Moving to Thailand in 8 weeks and have never done he Turbo Tax thing. Are there people there (USA Expats) who do peoples tax returns somewhere there. Bangkok, Phukett, Pattaya or Chumphon..

Thanks David


----------



## Asian Spirit (Mar 1, 2010)

Hi David,

Barring any solid information here, I would suggest contacting the US Embassy there and or any of the VFW Posts in Thailand. 
Here's a Google list of VFW Posts in Thailand.
These sources should be able to give you accurate information..


----------



## viscusod (May 7, 2014)

*Vfw*

Jet Lag,

Thanks so much for your reply. I am a retired Navy guy so I guess VFW services would would be a good fit for me. Having never really used any I am wondering what kind of services and support to your knowledge that they offer. There seems like a lot of support in Thailand for US Military retiring there like TRICARE and VFW..

Thanks in advance David


----------



## Asian Spirit (Mar 1, 2010)

viscusod said:


> Jet Lag,
> 
> Thanks so much for your reply. I am a retired Navy guy so I guess VFW services would would be a good fit for me. Having never really used any I am wondering what kind of services and support to your knowledge that they offer. There seems like a lot of support in Thailand for US Military retiring there like TRICARE and VFW..
> 
> Thanks in advance David


You're very welcome David. I'm not in Thailand but am living in the Philippines just East of there. You might check with the RAO at one of the VFW locations there by email for services offered. In general, I do not use the VFW myself except for having a PO mail box and my wife and I have lunch there from time to time. So what all services any VFW provides, I simply don't know.

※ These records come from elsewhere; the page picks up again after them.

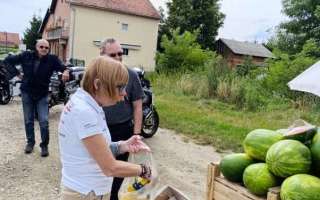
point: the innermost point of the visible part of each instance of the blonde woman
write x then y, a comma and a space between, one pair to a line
87, 153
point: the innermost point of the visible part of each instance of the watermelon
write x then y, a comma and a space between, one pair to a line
300, 187
258, 179
301, 133
257, 142
233, 165
315, 153
288, 157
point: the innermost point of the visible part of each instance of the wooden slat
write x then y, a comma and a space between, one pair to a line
228, 193
213, 172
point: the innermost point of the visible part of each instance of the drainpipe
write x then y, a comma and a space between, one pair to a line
73, 11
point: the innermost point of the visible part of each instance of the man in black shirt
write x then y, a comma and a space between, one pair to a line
125, 118
37, 67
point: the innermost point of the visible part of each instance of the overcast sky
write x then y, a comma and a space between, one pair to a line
246, 20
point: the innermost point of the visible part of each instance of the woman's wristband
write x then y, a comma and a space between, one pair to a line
145, 171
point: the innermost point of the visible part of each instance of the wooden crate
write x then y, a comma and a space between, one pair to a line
218, 188
170, 193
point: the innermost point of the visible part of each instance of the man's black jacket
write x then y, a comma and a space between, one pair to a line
36, 71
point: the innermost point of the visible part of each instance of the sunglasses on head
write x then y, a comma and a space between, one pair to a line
119, 54
43, 47
121, 88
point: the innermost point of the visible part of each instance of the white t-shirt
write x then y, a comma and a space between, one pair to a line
82, 117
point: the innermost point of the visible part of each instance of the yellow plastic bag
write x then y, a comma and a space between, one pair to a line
137, 188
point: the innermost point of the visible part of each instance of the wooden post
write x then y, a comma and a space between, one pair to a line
213, 172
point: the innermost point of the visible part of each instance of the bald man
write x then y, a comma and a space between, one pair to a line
38, 67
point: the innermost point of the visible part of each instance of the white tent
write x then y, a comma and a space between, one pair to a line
308, 81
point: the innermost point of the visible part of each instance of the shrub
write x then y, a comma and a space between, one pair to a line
216, 69
181, 53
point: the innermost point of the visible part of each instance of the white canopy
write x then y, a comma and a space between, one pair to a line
308, 81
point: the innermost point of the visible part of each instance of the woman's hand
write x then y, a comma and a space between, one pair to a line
133, 145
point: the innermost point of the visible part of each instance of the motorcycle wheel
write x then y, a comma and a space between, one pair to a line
5, 97
150, 125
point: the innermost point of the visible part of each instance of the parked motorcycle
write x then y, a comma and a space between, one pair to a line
7, 82
59, 91
150, 122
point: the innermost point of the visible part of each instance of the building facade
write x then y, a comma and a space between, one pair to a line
235, 52
75, 29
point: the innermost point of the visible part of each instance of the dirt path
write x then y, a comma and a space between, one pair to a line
180, 162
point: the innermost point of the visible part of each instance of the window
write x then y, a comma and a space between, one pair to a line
125, 51
125, 27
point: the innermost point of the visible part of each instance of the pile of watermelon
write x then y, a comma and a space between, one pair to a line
273, 158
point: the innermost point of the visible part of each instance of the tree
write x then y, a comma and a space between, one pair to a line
303, 25
196, 15
31, 34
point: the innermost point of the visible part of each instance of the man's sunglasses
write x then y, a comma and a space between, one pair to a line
44, 47
119, 54
121, 88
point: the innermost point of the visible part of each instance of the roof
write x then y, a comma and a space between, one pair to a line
50, 10
9, 38
132, 7
247, 48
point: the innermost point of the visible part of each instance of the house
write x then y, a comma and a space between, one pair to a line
11, 40
235, 52
75, 28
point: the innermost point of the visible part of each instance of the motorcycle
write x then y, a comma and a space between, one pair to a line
59, 91
7, 82
150, 123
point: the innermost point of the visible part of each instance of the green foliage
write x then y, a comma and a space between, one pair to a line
217, 69
31, 34
210, 121
303, 24
254, 95
191, 15
181, 53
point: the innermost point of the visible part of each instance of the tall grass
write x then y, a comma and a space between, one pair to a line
211, 121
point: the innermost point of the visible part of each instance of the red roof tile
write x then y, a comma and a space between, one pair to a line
12, 39
134, 7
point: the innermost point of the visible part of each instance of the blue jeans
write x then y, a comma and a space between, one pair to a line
29, 104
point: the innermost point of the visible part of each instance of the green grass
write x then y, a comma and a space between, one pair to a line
215, 123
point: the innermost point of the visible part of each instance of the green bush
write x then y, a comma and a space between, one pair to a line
181, 53
217, 69
254, 96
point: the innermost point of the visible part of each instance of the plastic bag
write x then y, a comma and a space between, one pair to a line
137, 188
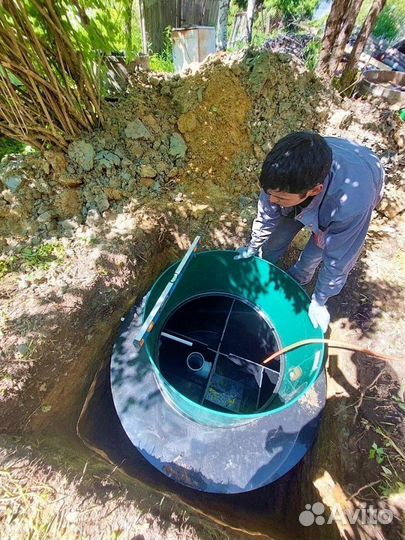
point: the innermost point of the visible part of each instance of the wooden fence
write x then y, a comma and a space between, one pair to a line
159, 14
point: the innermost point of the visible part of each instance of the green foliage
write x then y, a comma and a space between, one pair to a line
390, 21
10, 146
377, 453
389, 489
311, 54
33, 258
295, 10
164, 60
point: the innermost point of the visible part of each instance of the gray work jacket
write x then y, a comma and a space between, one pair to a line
339, 216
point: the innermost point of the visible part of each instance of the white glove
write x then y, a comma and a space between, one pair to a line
245, 253
319, 315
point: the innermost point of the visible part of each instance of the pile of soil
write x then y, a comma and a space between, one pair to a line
180, 156
213, 127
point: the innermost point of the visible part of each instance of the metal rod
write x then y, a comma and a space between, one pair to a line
214, 365
149, 323
175, 338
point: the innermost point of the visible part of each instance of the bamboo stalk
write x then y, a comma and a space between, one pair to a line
59, 95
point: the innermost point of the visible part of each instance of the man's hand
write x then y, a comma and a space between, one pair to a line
319, 315
245, 253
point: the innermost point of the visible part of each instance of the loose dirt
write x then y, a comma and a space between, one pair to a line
177, 157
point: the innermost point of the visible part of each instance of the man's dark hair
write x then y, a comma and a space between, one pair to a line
297, 163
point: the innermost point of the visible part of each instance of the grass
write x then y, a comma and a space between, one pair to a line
10, 146
33, 258
161, 63
311, 54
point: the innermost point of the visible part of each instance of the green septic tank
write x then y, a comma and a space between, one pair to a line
221, 311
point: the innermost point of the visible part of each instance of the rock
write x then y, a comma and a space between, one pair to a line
102, 202
69, 180
137, 130
152, 122
147, 182
93, 217
23, 284
23, 349
178, 146
113, 194
82, 154
45, 217
107, 159
147, 171
341, 118
68, 225
135, 149
68, 203
13, 182
57, 160
187, 122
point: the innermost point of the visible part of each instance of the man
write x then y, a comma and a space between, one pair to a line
329, 185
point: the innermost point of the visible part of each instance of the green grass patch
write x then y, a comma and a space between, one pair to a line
33, 258
10, 146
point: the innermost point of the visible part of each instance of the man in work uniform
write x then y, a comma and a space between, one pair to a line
329, 185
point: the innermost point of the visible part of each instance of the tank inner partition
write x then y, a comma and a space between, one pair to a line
233, 339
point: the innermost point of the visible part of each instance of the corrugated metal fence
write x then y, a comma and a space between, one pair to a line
159, 14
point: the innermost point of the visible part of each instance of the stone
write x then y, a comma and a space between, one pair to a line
82, 154
57, 160
23, 284
135, 149
69, 180
107, 159
137, 130
68, 225
147, 171
23, 349
152, 122
45, 217
113, 194
187, 122
341, 118
93, 217
102, 202
68, 203
147, 182
13, 182
178, 146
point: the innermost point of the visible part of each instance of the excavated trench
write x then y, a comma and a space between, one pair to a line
269, 512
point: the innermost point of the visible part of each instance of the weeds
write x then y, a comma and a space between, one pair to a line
33, 258
377, 453
311, 54
163, 62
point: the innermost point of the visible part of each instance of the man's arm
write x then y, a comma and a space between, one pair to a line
268, 217
342, 248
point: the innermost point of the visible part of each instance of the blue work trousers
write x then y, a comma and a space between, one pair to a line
272, 250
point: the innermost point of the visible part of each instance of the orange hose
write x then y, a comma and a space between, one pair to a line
333, 344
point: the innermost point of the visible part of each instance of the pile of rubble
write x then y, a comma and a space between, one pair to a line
207, 130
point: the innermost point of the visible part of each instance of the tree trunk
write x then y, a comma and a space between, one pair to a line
350, 71
128, 28
332, 29
249, 19
343, 37
222, 25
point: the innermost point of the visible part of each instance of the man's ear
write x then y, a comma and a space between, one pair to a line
316, 190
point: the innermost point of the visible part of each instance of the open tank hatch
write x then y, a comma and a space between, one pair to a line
210, 350
187, 381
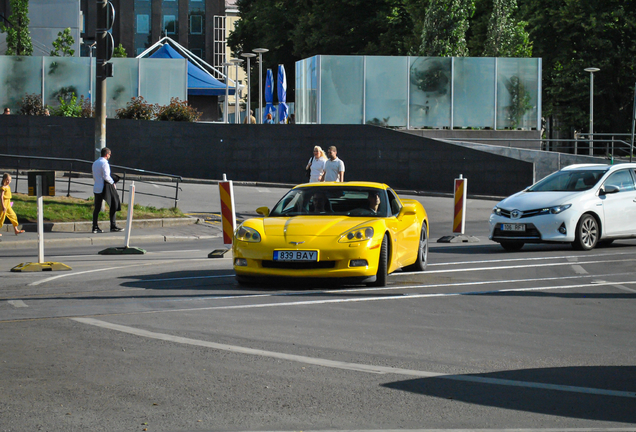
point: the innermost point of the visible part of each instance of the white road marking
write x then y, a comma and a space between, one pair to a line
510, 267
347, 365
106, 269
17, 303
541, 258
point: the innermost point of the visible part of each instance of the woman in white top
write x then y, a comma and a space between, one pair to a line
317, 165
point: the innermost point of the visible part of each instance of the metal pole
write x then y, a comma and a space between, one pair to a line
248, 113
237, 107
38, 188
227, 91
591, 71
631, 150
101, 34
591, 114
260, 51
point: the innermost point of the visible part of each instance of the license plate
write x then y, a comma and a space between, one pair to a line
513, 227
295, 255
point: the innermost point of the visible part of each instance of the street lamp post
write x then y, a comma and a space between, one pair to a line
227, 91
591, 71
237, 108
260, 52
248, 113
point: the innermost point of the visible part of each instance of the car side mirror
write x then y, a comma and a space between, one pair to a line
407, 210
609, 189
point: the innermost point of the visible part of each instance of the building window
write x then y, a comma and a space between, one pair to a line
196, 24
143, 24
170, 24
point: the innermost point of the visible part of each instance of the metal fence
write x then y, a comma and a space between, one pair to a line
77, 169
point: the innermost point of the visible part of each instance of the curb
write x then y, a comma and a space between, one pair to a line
101, 241
86, 226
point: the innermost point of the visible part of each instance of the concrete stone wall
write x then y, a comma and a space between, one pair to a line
267, 153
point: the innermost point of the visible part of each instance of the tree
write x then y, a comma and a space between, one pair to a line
445, 26
18, 35
62, 45
573, 35
507, 37
120, 51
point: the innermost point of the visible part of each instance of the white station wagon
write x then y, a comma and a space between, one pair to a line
585, 205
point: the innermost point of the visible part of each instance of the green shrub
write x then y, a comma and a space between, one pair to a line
68, 108
178, 111
138, 109
32, 105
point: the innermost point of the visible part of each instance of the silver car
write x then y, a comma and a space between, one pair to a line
585, 205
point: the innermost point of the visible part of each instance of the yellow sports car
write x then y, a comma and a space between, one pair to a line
357, 231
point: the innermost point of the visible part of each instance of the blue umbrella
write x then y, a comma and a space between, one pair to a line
282, 95
269, 95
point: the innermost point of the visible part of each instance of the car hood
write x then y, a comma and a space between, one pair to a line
310, 226
536, 200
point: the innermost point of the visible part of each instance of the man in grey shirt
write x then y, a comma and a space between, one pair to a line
334, 167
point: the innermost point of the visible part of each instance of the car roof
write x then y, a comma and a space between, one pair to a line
344, 184
598, 166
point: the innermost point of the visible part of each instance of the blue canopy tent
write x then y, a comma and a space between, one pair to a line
200, 83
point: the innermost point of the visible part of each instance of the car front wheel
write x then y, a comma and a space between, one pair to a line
382, 274
587, 233
422, 252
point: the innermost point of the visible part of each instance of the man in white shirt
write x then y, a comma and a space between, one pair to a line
101, 175
334, 167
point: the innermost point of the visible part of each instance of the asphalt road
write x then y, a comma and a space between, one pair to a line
543, 339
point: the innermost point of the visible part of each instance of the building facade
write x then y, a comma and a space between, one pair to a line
140, 23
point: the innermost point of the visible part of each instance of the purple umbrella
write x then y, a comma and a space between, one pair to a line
269, 95
282, 95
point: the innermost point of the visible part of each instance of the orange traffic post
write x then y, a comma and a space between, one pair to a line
459, 220
459, 215
228, 216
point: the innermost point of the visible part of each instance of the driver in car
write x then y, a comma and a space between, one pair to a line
374, 201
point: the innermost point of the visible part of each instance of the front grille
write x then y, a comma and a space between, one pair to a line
298, 265
524, 214
531, 232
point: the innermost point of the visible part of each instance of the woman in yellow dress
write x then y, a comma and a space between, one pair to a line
5, 200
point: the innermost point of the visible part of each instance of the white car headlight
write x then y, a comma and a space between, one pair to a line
247, 234
357, 234
556, 209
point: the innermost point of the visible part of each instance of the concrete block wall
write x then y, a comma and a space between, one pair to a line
268, 153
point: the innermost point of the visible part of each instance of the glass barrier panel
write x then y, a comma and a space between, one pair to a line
65, 77
430, 92
341, 87
123, 85
386, 91
19, 76
517, 93
474, 92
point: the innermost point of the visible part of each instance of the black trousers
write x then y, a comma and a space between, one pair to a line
99, 198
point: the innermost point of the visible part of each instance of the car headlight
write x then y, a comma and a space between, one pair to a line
357, 234
247, 234
556, 209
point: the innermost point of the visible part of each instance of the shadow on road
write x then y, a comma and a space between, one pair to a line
589, 400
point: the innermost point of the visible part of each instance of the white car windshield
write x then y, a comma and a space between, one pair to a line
330, 201
568, 181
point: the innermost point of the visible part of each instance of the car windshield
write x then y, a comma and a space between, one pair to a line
568, 181
334, 200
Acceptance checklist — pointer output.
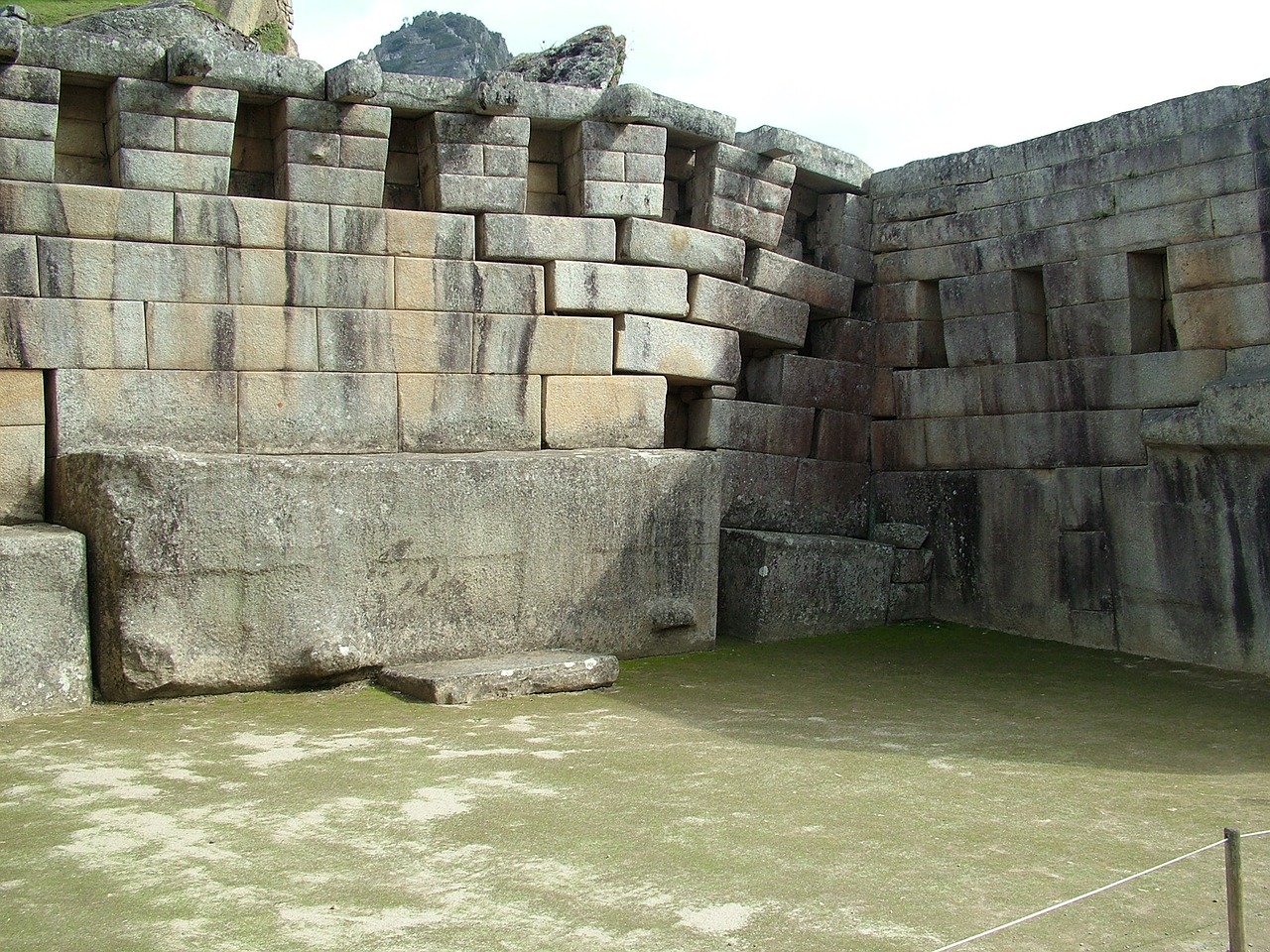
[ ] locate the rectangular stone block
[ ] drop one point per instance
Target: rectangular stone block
(44, 613)
(754, 428)
(583, 413)
(22, 474)
(171, 172)
(84, 211)
(475, 193)
(794, 380)
(318, 413)
(316, 182)
(509, 343)
(412, 234)
(1223, 317)
(911, 344)
(825, 291)
(760, 316)
(588, 287)
(683, 353)
(643, 241)
(316, 598)
(136, 95)
(477, 287)
(186, 411)
(841, 435)
(131, 271)
(465, 413)
(775, 587)
(994, 338)
(1105, 327)
(1211, 264)
(231, 338)
(27, 159)
(252, 222)
(535, 238)
(616, 199)
(50, 333)
(395, 341)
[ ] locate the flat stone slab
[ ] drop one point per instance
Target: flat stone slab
(466, 679)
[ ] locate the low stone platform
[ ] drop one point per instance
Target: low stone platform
(468, 679)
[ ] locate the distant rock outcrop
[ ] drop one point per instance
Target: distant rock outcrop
(164, 22)
(593, 59)
(441, 45)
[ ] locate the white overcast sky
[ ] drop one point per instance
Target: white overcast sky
(888, 81)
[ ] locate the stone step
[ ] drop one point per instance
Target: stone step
(468, 679)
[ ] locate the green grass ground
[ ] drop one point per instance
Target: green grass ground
(889, 789)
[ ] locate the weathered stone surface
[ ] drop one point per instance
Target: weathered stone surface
(588, 287)
(643, 241)
(44, 616)
(456, 413)
(463, 680)
(683, 353)
(758, 316)
(536, 238)
(774, 587)
(544, 345)
(318, 578)
(580, 413)
(754, 428)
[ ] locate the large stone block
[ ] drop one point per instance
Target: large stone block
(44, 616)
(588, 287)
(643, 241)
(234, 572)
(395, 341)
(190, 411)
(806, 381)
(231, 338)
(539, 238)
(825, 291)
(758, 316)
(318, 413)
(754, 428)
(683, 353)
(580, 413)
(476, 287)
(775, 587)
(460, 413)
(508, 343)
(49, 333)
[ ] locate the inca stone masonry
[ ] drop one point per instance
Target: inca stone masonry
(312, 372)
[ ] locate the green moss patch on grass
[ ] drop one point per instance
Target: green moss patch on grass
(894, 788)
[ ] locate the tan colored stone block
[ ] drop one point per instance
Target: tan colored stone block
(51, 333)
(508, 343)
(683, 353)
(395, 341)
(460, 413)
(318, 413)
(580, 413)
(186, 411)
(22, 474)
(477, 287)
(758, 316)
(22, 399)
(231, 338)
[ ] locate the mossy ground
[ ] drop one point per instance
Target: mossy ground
(889, 789)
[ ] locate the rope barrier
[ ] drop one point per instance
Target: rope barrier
(1091, 892)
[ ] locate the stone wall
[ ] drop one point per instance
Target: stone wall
(221, 254)
(1076, 330)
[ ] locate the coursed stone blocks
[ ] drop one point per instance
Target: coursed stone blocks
(45, 619)
(581, 413)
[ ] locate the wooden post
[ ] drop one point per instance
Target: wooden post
(1234, 892)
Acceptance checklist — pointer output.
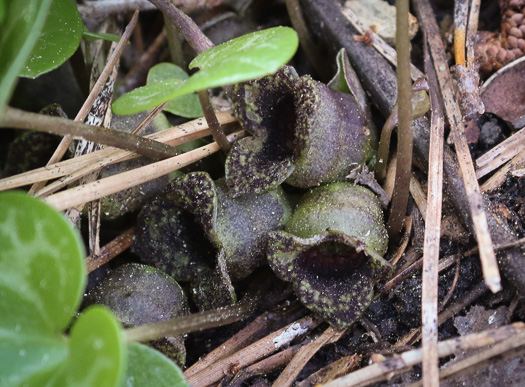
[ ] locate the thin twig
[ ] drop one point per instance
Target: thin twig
(244, 337)
(460, 30)
(84, 110)
(309, 47)
(213, 123)
(454, 283)
(511, 347)
(292, 370)
(19, 119)
(400, 363)
(398, 205)
(257, 350)
(449, 312)
(429, 297)
(332, 371)
(379, 44)
(498, 179)
(191, 32)
(192, 323)
(112, 184)
(174, 136)
(94, 167)
(472, 29)
(500, 154)
(488, 258)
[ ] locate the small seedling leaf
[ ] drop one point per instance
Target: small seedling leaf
(186, 106)
(97, 355)
(91, 36)
(58, 39)
(247, 57)
(147, 367)
(22, 22)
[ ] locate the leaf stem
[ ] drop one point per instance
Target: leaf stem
(19, 119)
(213, 123)
(404, 146)
(191, 31)
(192, 323)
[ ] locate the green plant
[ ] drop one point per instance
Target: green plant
(247, 57)
(58, 40)
(37, 37)
(21, 23)
(42, 279)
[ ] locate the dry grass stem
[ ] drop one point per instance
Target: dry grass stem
(449, 312)
(429, 297)
(112, 184)
(419, 196)
(191, 323)
(292, 370)
(379, 44)
(488, 258)
(500, 154)
(404, 241)
(95, 91)
(93, 161)
(242, 338)
(472, 29)
(401, 363)
(253, 352)
(111, 250)
(460, 30)
(498, 179)
(332, 371)
(511, 347)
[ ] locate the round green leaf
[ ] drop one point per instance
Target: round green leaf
(42, 270)
(267, 49)
(147, 367)
(97, 355)
(247, 57)
(23, 21)
(147, 97)
(185, 106)
(92, 36)
(58, 40)
(163, 71)
(29, 358)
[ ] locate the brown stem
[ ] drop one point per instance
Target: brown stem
(213, 122)
(404, 146)
(296, 17)
(19, 119)
(191, 31)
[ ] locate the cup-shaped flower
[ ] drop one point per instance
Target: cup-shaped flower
(331, 251)
(302, 132)
(140, 294)
(237, 226)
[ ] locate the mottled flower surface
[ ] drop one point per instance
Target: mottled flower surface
(331, 251)
(303, 133)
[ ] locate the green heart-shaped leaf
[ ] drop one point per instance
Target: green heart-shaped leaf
(21, 26)
(42, 277)
(58, 39)
(185, 106)
(147, 367)
(97, 352)
(247, 57)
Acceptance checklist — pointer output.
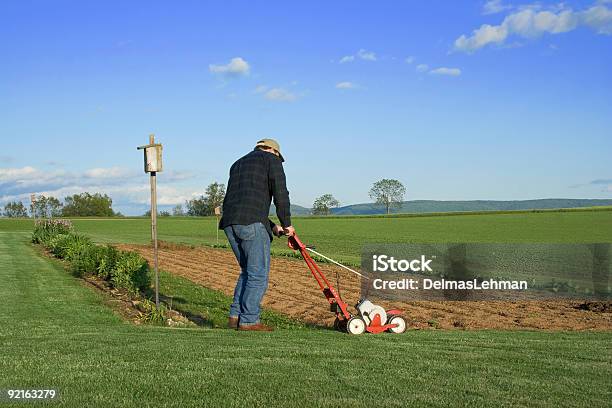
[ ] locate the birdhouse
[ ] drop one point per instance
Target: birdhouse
(153, 157)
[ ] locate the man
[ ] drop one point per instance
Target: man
(254, 180)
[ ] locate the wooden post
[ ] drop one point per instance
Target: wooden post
(218, 215)
(153, 165)
(154, 225)
(33, 203)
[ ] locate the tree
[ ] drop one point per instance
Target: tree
(88, 205)
(196, 207)
(178, 211)
(388, 192)
(46, 207)
(205, 205)
(15, 209)
(324, 204)
(215, 193)
(54, 207)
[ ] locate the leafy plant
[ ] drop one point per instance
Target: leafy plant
(131, 272)
(152, 314)
(107, 259)
(44, 230)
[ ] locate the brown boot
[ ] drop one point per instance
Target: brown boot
(232, 323)
(255, 327)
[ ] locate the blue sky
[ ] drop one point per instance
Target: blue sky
(458, 100)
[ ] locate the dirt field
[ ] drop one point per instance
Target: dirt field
(294, 292)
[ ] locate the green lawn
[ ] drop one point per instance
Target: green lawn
(54, 332)
(342, 238)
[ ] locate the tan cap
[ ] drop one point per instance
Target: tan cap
(271, 143)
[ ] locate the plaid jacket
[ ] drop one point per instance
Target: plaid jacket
(254, 180)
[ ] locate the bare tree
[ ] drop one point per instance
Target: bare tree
(388, 192)
(324, 204)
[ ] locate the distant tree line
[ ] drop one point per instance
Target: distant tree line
(201, 206)
(388, 193)
(76, 205)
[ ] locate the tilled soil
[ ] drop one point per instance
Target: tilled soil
(293, 291)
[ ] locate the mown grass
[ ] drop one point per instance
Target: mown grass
(343, 237)
(55, 332)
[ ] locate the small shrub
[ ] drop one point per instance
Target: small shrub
(85, 260)
(76, 247)
(152, 314)
(44, 230)
(58, 244)
(107, 259)
(131, 272)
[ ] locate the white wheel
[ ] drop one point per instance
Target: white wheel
(355, 325)
(400, 322)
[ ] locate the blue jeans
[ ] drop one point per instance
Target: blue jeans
(251, 245)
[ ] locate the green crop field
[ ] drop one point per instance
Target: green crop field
(55, 332)
(342, 237)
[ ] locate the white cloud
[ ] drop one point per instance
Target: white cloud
(12, 174)
(236, 67)
(361, 54)
(446, 71)
(366, 55)
(494, 7)
(280, 95)
(422, 68)
(123, 185)
(261, 89)
(105, 173)
(346, 85)
(530, 23)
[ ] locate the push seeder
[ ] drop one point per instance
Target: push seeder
(370, 317)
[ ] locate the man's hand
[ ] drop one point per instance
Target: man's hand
(289, 231)
(278, 231)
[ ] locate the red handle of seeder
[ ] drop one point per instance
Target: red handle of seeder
(294, 243)
(328, 290)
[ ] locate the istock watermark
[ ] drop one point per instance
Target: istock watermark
(471, 271)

Here in the Philippines, the US embassy has outreach events several times per year at the VFW locations. They have tax information and even provide free tax filing services. I would assume the embassy would do the same there.

You'll need to find out also if your pension is payable there and also if US Social Security is payable there also. There are some countries where both are not.

If you find that Thailand is not the right place, try here in the Philippines. All retirement services are easily available here as well as being able to direct deposit social security to {US approved} local banks. Also, English is widely spoken here as well.
I you ever want it, here's the link to the VFW in Angeles City, Philippines as well as the US Embassy in Manila.



Best of luck

Jet Lag


----------



## Thai Bigfoot (Aug 29, 2009)

Just get TurboTax and do the return yourself, same as in U.S. It's really easy.
Social Security will direct deposit in to a Bangkok Bank account.


----------



## viscusod (May 7, 2014)

Kind of afraid to try TERBO TAX because I have a lot on individual investments. Mybe I will give it a try... Thanks


----------



## Bevdeforges (Nov 16, 2007)

TurboTax can be a bit problematic for those with overseas addresses. Here's a list from the IRS office in Paris of online tax preparation software that can handle overseas taxpayers: http://photos.state.gov/libraries/france/5/irs/efiling.pdf

You may also want to check the websites of the software publishers. Some of them offer free versions of their software that you can try out to see if they meet your needs. If you find you need more extensive help, then you can upgrade to the paid version if you prefer.

There are a few of our forum members who are tax preparers (identified by their Premium Member badge). Check the classified sections for their advertisements. Obviously, the forum cannot endorse any one of them over another, but you can always "interview" them by PM before committing to anything.
Cheers,
Bev


----------